Sen. Elizabeth Warren (D-Mass.) is not messing around when it comes to student loan reform. The senator has been holding up the confirmation of President Biden’s nominee to lead higher ed policy at the Department of Education as a way of bargaining for promises to overhaul student loans, Bloomberg and the Washington Post reported.
The federal government manages $1.6 trillion in student loans. James Kvaal, Biden’s nominee to be undersecretary of education and the third-ranking official at the Education Department, would supervise the management of the loan program.
A source told Politico that Warren’s staff is in negotiations with the White House over a “range of necessary reforms in higher education including the administration of the student loan program.” Warren has been a critic of the private companies that manage federal student loans, Navient and Pennsylvania Higher Education Assistance Agency.
When Navient CEO John Remondi testified before Congress, Warren called on the federal government to fire the company over what she said were longstanding abusive and misleading practices towards borrowers. During her questioning of Remondi, the senator pointed out that a federal audit found Navient was training call center employees to push borrowers toward repayment options that made it more difficult for them to pay off their loans. She also said the company also overcharged the government by $22 million for its management of federal student loans, and Navient has refused to pay that money back.
“The federal government should absolutely fire Navient,” Warren told Remondi at the hearing. “And because this happened under your leadership, Navient should fire you.”
Warren and Senate Majority Leader Chuck Schumer have also pressed Biden to cancel up to $50,000 in loans for borrowers with student debt, although that is not the reason for holding up Kvaal’s nomination.
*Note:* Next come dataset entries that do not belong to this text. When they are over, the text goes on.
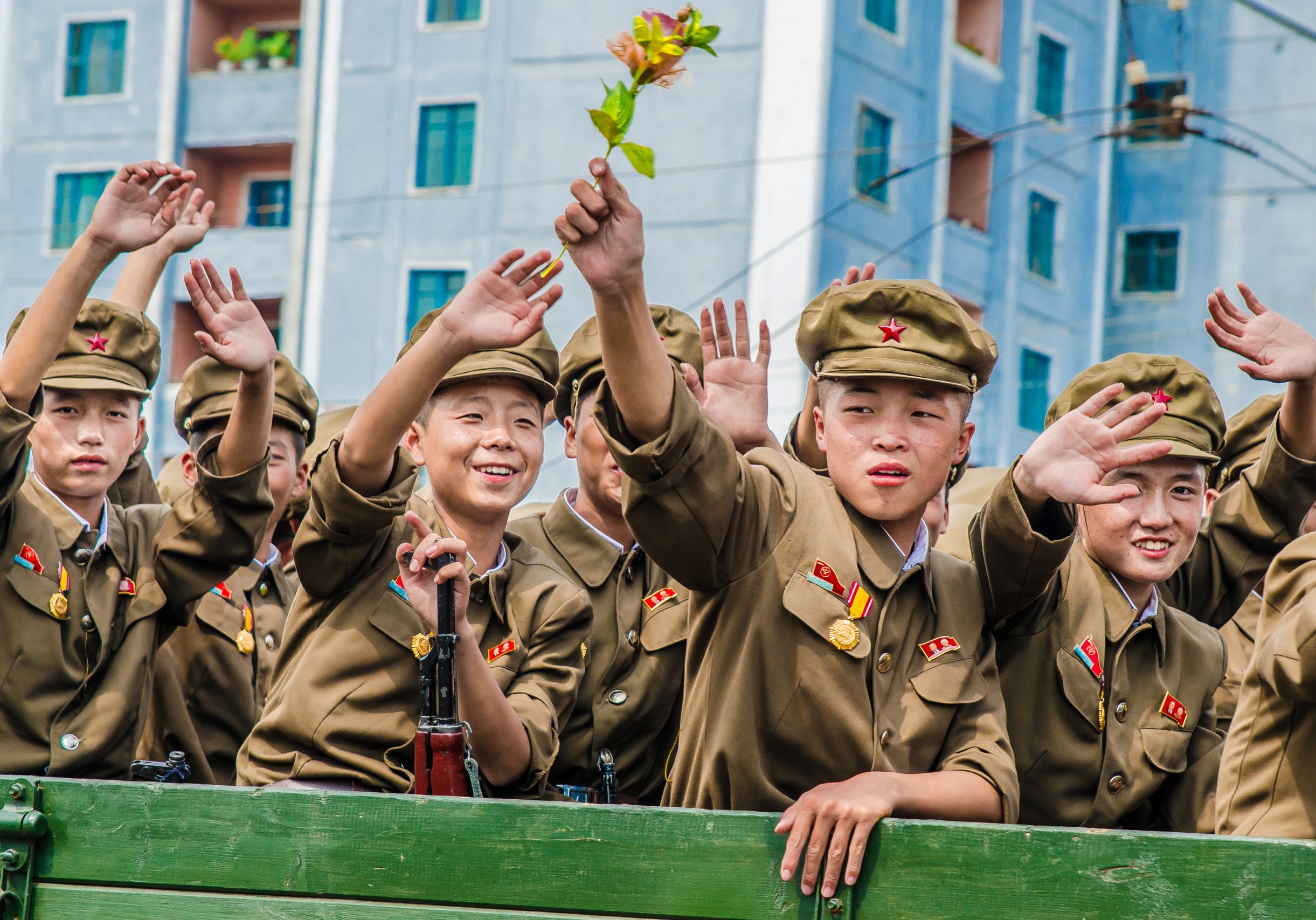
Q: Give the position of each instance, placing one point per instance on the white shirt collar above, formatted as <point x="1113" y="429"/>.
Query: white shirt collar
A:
<point x="569" y="496"/>
<point x="102" y="534"/>
<point x="919" y="552"/>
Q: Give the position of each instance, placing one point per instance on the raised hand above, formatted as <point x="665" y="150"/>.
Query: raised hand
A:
<point x="234" y="334"/>
<point x="605" y="232"/>
<point x="1069" y="460"/>
<point x="735" y="388"/>
<point x="132" y="212"/>
<point x="495" y="310"/>
<point x="1276" y="348"/>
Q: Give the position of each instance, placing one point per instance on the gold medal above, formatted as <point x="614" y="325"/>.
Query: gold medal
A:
<point x="420" y="645"/>
<point x="844" y="635"/>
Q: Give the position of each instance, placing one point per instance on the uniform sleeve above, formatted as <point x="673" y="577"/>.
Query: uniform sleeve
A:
<point x="544" y="691"/>
<point x="345" y="534"/>
<point x="1017" y="558"/>
<point x="1248" y="525"/>
<point x="703" y="513"/>
<point x="977" y="740"/>
<point x="212" y="529"/>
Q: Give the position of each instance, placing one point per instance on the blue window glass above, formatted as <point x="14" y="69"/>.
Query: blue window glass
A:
<point x="1041" y="234"/>
<point x="882" y="13"/>
<point x="1034" y="374"/>
<point x="447" y="145"/>
<point x="874" y="157"/>
<point x="270" y="203"/>
<point x="95" y="65"/>
<point x="453" y="11"/>
<point x="75" y="198"/>
<point x="1050" y="77"/>
<point x="430" y="290"/>
<point x="1152" y="262"/>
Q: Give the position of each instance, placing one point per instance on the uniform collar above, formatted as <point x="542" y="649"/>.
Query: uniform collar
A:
<point x="590" y="552"/>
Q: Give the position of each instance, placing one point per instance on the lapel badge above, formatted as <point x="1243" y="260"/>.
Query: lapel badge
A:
<point x="1174" y="710"/>
<point x="844" y="635"/>
<point x="939" y="647"/>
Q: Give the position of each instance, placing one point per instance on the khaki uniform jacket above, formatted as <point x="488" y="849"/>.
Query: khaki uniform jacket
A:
<point x="74" y="690"/>
<point x="1267" y="782"/>
<point x="209" y="695"/>
<point x="773" y="709"/>
<point x="635" y="660"/>
<point x="345" y="698"/>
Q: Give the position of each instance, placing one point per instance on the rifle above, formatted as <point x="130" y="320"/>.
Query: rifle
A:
<point x="444" y="764"/>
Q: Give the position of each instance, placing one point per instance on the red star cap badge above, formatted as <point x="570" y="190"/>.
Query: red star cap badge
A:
<point x="891" y="331"/>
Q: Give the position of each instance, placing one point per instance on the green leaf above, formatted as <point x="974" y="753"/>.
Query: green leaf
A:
<point x="641" y="158"/>
<point x="606" y="126"/>
<point x="621" y="106"/>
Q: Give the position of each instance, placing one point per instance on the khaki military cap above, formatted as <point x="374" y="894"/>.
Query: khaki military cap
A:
<point x="1245" y="436"/>
<point x="534" y="361"/>
<point x="210" y="390"/>
<point x="1194" y="421"/>
<point x="111" y="348"/>
<point x="582" y="358"/>
<point x="903" y="329"/>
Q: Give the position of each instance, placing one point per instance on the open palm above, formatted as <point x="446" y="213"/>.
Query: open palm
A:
<point x="1276" y="348"/>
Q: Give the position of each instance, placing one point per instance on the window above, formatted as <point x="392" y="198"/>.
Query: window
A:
<point x="874" y="156"/>
<point x="1153" y="108"/>
<point x="269" y="203"/>
<point x="1035" y="370"/>
<point x="95" y="65"/>
<point x="447" y="145"/>
<point x="1050" y="77"/>
<point x="882" y="13"/>
<point x="1041" y="234"/>
<point x="1152" y="262"/>
<point x="75" y="198"/>
<point x="430" y="290"/>
<point x="453" y="11"/>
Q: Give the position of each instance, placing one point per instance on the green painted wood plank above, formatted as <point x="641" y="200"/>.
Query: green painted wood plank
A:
<point x="77" y="902"/>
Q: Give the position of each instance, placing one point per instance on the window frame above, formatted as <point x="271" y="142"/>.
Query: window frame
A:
<point x="475" y="145"/>
<point x="70" y="20"/>
<point x="1120" y="262"/>
<point x="890" y="203"/>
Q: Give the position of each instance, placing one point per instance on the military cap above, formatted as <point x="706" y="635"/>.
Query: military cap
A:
<point x="111" y="348"/>
<point x="210" y="390"/>
<point x="582" y="358"/>
<point x="892" y="328"/>
<point x="1245" y="436"/>
<point x="1194" y="421"/>
<point x="534" y="361"/>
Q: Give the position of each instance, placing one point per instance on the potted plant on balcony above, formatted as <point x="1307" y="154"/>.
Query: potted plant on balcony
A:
<point x="277" y="51"/>
<point x="239" y="53"/>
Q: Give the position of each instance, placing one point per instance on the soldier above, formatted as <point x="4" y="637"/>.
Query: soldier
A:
<point x="213" y="674"/>
<point x="1094" y="572"/>
<point x="629" y="701"/>
<point x="836" y="669"/>
<point x="466" y="398"/>
<point x="93" y="589"/>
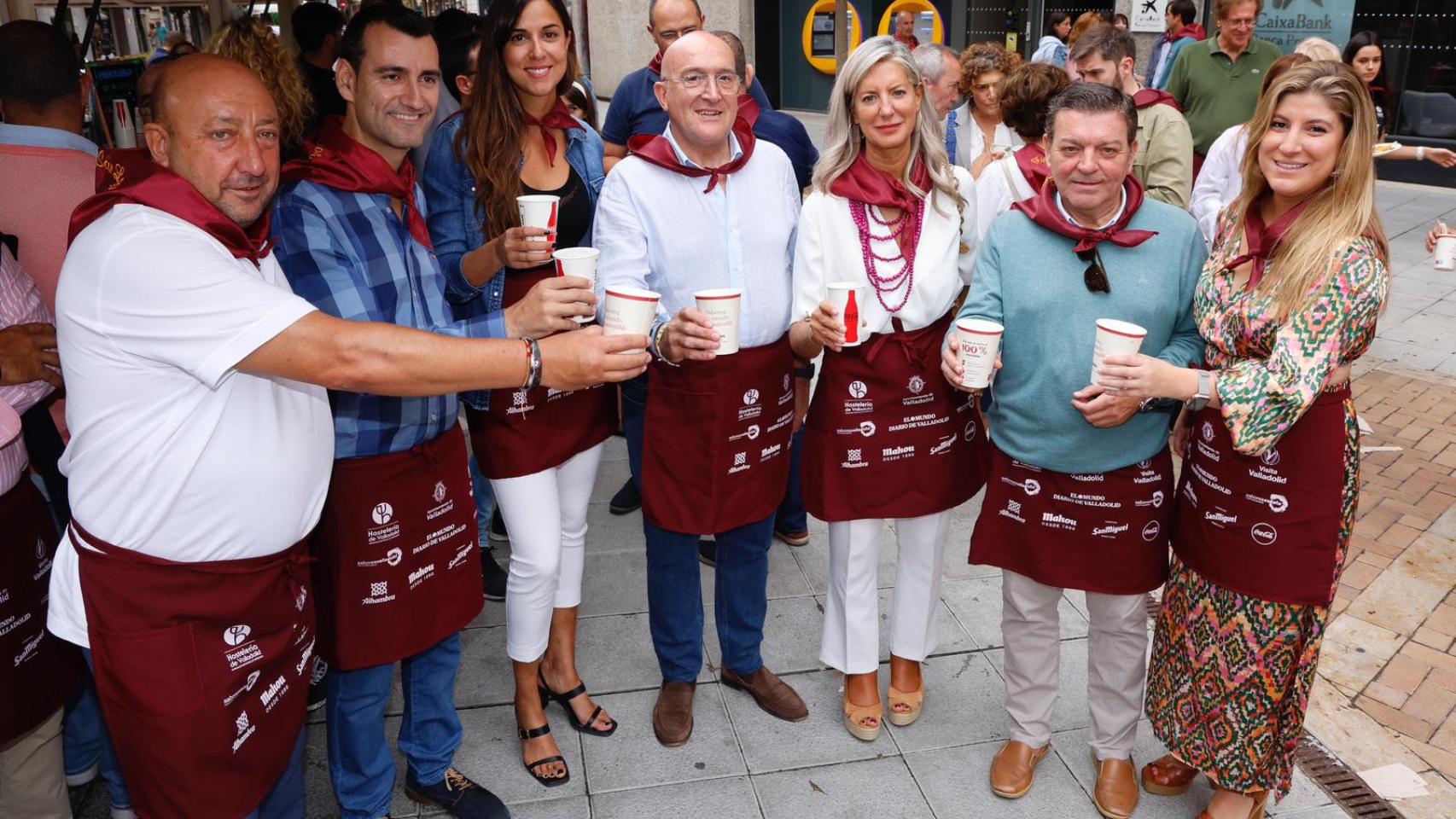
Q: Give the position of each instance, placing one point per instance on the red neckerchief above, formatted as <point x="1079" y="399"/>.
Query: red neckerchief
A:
<point x="1260" y="241"/>
<point x="1045" y="212"/>
<point x="1154" y="96"/>
<point x="128" y="177"/>
<point x="336" y="160"/>
<point x="558" y="117"/>
<point x="657" y="150"/>
<point x="1034" y="166"/>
During his confirmation hearing, Kvaal pledged that reexamining student debts would be his first priority. “We see a lot of students whose loans are getting larger rather than smaller as they struggle to repay those loans, particularly among black students,” he said. Kvaal also endorsed ways of making college more affordable, including “investing in eliminating tuition at public colleges and universities [and] doubling Pell Grants.”
But Kvaal did not commit to student loan forgiveness. “We need to continue to explore ways to provide relief for students under the burden of loan debt while helping current and future students with affordable options,” he said.